Companies like Blockcypher would eventually develop APIs to help integrate Bitcoin more readily into various web services. The Bitcoin Investment Trust would make it easier to expose one’s traditional investment portfolio to Bitcoin via shares in GBTC. Still more companies have arisen to fill various other niches in the ecosystem.

There are now accountants who specialize in Bitcoin, lawyers who are experts on the subject and a litany of lobbyists who promote the interests of Bitcoin owners. Even more important, the media has reported time and again on Bitcoin and begun familiarizing the public with the concept of digital money.

The second wave

All of these companies and services add significant value to Bitcoin’s network by filling important roles in the ecosystem. Yet Bitcoin’s very success has paved the way for challenges from would-be contenders.

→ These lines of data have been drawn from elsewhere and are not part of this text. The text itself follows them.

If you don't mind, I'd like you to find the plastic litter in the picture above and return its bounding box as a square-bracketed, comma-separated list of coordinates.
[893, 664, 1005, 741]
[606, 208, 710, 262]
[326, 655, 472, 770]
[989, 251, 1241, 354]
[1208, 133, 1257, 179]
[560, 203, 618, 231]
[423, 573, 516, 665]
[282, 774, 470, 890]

These so-called “altcoins” find that there is no need to reinvent the wheel. It took years for Bitcoin to gain the kind of traction needed for people to build Coinbase, Bitpay, Blockcypher and others. Yet a promising altcoin can usually be integrated into any of these services within weeks or months.

There is no need for altcoin investors to wait years and hope that savvy businesspeople will come along and build a quality exchange, or payment processor, or API service. Altcoins are able to very quickly capitalize on the work Bitcoin has done.

Bitcoin businesses, for their part, would be foolish to ignore the money that holders of the top altcoins can bring to their platform. Since these digital currencies don’t have to wait years for new companies to be built to service them, they are able to grow and mature much more quickly than Bitcoin did.

Lawyers and accountants who specialize in Bitcoin don’t have to relearn everything in order to assist customers with other forms of digital currency. Their expertise applies to altcoins just as well as it applies to Bitcoin.

Dash doesn’t have to lobby Congress for friendlier regulation. Neither does Ethereum, or Litecoin, or Zcash, or any of the other hundreds of coins in existence. Bitcoin has already cleared the way, and continues to do so.

Leapfrog

Many developing countries never bothered to build a wireline telephone network. There was no need. By the time they were able to fund such a project, mobile phone technology had already been invented. In this way, the developing world skipped decades of waiting for technological progress, instead advancing quickly to the present state-of-the-art.

The cryptocurrency world is advancing in much the same way. When Bitcoin developers create promising new code, it is quickly copied by eager altcoin developers. This happened recently, when Litecoin adopted Segregated Witness.

The technology was designed for Bitcoin by Bitcoin developers, but was actually deployed on Litecoin’s network before Bitcoin adopted it. Even though Bitcoiners did all the work, Litecoin benefited before Bitcoin did.

In the meantime, innovative altcoins continue to develop new features that Bitcoin can’t – or won’t – adopt for its own. Bitcoin is too big to take the risks that many altcoins can take. After all, it’s much easier to risk breaking a $100 million network than a $70 billion one.

Bitcoin’s biggest advantage is branding and network effects. There is no easy way to duplicate that. In every other way, expect altcoins to continue surging ahead as they take advantage of the smooth road Bitcoin has cleared.

Of course, there’s no need for there to be only one successful cryptocurrency. The market is almost certainly large enough for multiple currencies to succeed. In a very real sense, this sharing of code and services could be called “collaboration” rather than “competition.”